The Black Hole is located at the
centre of the Giant Elliptical galaxy M87 at the heart of the Virgo
cluster of galaxies. Earlier Hubble Telescope data obtained by
another team member, Professor Holland Ford of Johns Hopkins
University in Baltimore, Maryland, had found a disk of gas rushing
around the Black Hole at a speed of 500 kilometers a second. This
shows that the Black Hole weighs in at nearly 3 billion times the
mass of the sun.
The latest Space Telescope study used
an image 100 times clearer than could be obtained from the earth
together with a spectrum at Ultraviolet wavelengths that cannot
penetrate the earth's atmosphere. Dopita's team have discovered that
the disk is being fed by gas streams that shock against each other
and so trap themselves into a death spiral which leads down into the
Black Hole.
Explained Mark Allen, who is
completing his PhD on Active Galaxies at Mt. Stromlo supervised by
Professor Dopita; "thanks to the modelling code developed by Ralph
Sutherland at the ANU Astrophysical Theory Centre, and by Mike Dopita
at Mt Stromlo, we realised that if we obtained a spectrum covering
both the ultraviolet and optical wavelengths, we could discover if
shocks were important in feeding the monster.
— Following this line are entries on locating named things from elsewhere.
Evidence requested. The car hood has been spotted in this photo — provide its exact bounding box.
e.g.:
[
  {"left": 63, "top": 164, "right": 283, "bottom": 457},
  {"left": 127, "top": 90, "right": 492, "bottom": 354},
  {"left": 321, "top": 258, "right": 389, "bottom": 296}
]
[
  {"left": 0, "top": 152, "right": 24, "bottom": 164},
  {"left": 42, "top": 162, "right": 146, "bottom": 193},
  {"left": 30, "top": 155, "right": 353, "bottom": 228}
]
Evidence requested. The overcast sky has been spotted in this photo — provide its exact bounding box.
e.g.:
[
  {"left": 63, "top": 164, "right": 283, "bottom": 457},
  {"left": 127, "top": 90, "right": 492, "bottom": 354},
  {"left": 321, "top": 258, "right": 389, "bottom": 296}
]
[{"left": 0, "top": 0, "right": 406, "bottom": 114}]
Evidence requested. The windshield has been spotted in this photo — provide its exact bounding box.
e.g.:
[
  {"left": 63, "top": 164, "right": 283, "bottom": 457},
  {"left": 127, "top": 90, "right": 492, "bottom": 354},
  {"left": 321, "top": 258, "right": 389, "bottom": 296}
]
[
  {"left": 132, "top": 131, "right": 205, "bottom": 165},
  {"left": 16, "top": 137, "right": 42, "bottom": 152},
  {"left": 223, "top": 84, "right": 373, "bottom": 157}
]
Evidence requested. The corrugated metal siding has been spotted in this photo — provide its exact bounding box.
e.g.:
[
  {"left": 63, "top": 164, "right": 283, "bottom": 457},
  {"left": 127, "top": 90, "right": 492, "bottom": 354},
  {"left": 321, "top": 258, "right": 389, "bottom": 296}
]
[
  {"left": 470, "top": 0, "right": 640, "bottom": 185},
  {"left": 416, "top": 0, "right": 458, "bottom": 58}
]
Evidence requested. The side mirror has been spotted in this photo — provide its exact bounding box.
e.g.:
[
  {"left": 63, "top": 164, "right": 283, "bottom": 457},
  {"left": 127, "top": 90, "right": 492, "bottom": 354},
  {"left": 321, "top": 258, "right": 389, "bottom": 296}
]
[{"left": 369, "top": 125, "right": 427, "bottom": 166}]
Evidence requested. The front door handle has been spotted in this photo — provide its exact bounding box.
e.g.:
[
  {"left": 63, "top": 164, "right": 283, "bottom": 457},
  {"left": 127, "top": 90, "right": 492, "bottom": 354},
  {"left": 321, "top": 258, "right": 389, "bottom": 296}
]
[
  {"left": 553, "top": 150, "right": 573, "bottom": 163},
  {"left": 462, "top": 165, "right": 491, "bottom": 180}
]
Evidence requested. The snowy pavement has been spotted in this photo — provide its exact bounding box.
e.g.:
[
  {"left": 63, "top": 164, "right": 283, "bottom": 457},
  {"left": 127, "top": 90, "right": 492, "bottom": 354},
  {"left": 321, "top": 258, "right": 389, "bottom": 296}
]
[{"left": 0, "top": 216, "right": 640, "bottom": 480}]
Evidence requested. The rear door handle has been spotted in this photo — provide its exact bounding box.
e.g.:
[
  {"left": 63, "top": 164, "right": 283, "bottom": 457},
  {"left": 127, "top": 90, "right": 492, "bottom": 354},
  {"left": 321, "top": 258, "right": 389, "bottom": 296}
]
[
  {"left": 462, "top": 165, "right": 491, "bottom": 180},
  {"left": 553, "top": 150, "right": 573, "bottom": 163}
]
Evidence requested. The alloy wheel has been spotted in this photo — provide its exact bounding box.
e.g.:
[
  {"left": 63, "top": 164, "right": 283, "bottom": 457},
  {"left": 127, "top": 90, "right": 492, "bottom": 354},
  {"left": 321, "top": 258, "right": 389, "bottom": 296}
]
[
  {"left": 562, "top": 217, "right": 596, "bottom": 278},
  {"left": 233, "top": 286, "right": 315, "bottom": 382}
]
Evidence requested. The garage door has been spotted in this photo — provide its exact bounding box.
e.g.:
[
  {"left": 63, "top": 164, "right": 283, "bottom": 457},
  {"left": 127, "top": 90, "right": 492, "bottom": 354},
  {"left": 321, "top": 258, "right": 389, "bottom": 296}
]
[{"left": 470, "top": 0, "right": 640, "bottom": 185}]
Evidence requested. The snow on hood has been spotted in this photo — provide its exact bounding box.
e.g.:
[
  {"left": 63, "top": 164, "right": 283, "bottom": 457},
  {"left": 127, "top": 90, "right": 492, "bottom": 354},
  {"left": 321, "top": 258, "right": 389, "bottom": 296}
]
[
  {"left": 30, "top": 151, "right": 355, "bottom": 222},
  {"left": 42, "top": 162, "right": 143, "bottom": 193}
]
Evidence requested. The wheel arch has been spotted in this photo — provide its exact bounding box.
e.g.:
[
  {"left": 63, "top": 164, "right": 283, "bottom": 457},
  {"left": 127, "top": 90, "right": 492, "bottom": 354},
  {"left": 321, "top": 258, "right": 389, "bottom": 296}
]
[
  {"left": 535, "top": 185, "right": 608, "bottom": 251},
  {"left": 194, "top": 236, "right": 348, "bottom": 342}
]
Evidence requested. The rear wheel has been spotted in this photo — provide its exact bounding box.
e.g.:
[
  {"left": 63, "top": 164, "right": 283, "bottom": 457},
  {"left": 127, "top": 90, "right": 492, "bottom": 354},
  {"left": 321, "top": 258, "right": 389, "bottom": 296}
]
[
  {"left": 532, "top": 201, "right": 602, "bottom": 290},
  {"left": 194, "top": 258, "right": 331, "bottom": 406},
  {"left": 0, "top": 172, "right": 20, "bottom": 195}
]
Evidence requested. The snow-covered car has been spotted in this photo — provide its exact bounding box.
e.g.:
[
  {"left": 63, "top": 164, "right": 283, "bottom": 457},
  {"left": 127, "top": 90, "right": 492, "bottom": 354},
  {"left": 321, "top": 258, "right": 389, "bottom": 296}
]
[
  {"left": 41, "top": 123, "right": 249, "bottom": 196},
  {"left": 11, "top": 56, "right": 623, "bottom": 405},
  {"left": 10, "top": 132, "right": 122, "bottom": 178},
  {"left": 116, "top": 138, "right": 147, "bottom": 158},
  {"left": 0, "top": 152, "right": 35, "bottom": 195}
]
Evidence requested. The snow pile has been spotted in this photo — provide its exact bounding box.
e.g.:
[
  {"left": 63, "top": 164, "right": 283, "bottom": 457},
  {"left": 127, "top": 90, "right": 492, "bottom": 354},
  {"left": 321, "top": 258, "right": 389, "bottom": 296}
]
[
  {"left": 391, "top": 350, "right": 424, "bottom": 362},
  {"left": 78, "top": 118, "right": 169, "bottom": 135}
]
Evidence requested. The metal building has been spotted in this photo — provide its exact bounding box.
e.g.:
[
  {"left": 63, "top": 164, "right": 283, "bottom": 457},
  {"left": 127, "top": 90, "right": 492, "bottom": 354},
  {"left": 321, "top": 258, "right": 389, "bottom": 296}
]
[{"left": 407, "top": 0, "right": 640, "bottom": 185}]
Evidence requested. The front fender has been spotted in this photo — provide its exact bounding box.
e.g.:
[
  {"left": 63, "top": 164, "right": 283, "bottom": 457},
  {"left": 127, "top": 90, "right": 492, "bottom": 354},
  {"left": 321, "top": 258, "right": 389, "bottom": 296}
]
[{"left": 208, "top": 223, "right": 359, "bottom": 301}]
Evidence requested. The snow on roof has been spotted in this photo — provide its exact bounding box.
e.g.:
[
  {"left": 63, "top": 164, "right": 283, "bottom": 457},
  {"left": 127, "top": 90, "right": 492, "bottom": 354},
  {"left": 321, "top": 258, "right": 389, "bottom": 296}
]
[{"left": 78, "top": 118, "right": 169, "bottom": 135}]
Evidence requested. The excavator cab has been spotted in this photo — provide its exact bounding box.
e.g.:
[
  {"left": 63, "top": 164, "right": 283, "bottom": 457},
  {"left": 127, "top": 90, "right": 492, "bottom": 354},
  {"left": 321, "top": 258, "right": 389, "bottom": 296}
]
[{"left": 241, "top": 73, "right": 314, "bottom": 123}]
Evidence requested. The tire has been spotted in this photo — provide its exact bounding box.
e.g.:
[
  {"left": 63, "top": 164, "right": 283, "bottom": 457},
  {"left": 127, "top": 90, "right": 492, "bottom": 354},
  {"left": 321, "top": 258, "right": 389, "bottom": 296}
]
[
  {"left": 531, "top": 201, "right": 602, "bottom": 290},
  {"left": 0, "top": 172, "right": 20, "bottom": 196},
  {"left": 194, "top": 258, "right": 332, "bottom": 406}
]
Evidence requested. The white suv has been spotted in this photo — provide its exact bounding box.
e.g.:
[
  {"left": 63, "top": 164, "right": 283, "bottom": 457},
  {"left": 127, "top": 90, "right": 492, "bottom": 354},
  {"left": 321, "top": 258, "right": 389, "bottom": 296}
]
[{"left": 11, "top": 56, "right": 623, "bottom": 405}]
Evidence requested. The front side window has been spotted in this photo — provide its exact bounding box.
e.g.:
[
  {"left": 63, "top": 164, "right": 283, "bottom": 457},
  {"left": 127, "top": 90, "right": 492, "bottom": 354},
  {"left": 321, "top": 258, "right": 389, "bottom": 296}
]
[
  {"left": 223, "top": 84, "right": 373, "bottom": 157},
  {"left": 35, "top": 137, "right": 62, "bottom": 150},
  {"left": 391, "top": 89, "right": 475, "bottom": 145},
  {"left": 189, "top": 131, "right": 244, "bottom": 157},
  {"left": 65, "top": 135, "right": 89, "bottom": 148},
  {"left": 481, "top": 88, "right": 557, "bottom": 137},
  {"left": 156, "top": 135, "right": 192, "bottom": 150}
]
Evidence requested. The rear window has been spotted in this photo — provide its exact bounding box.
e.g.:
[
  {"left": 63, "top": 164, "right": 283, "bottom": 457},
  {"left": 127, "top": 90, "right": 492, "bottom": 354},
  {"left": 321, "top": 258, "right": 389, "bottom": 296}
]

With the Space
Telecope, we discovered shocks of 260 kilometers per second, which
serve to squash the gas and to help it to feed down into the Black
Hole".
The gas streams in M87 have come from
millions of dying stars similar to our sun which have lost their
outer layers. Some of this material wanders into the fierce gravity
field of the Black Hole, and is trapped at the rate of nearly ten
solar masses a year. However, a tiny fraction, about 0.2% of the
total, manages to escape in the last minutes before it is dragged
into the Black hole, and is instead squirted out in a jet which is
bright in both the radio and the optical bands. Dr. Geoff Bicknell
(also of Mt Stromlo) in a paper published last year proved that this
jet of gas is flying out at nearly the speed of light and is carrying
prodigious amounts of energy, equivalent to the light of 25 billion
suns.
Mike Dopita points out that such
research is only possible thanks to a Major Grant of the
International Science and Technology Division of the Department of
Industry, Science and Tourism. "Without this grant", he says, "it
would be impossible to sustain Australian leadership of such
international teams, and it would be much harder to win an Australian
share of observation time on the Hubble Space Telescope in the face
of the tremendous world-wide competition."
These results are due to be published
in the Astrophysical Journal in December.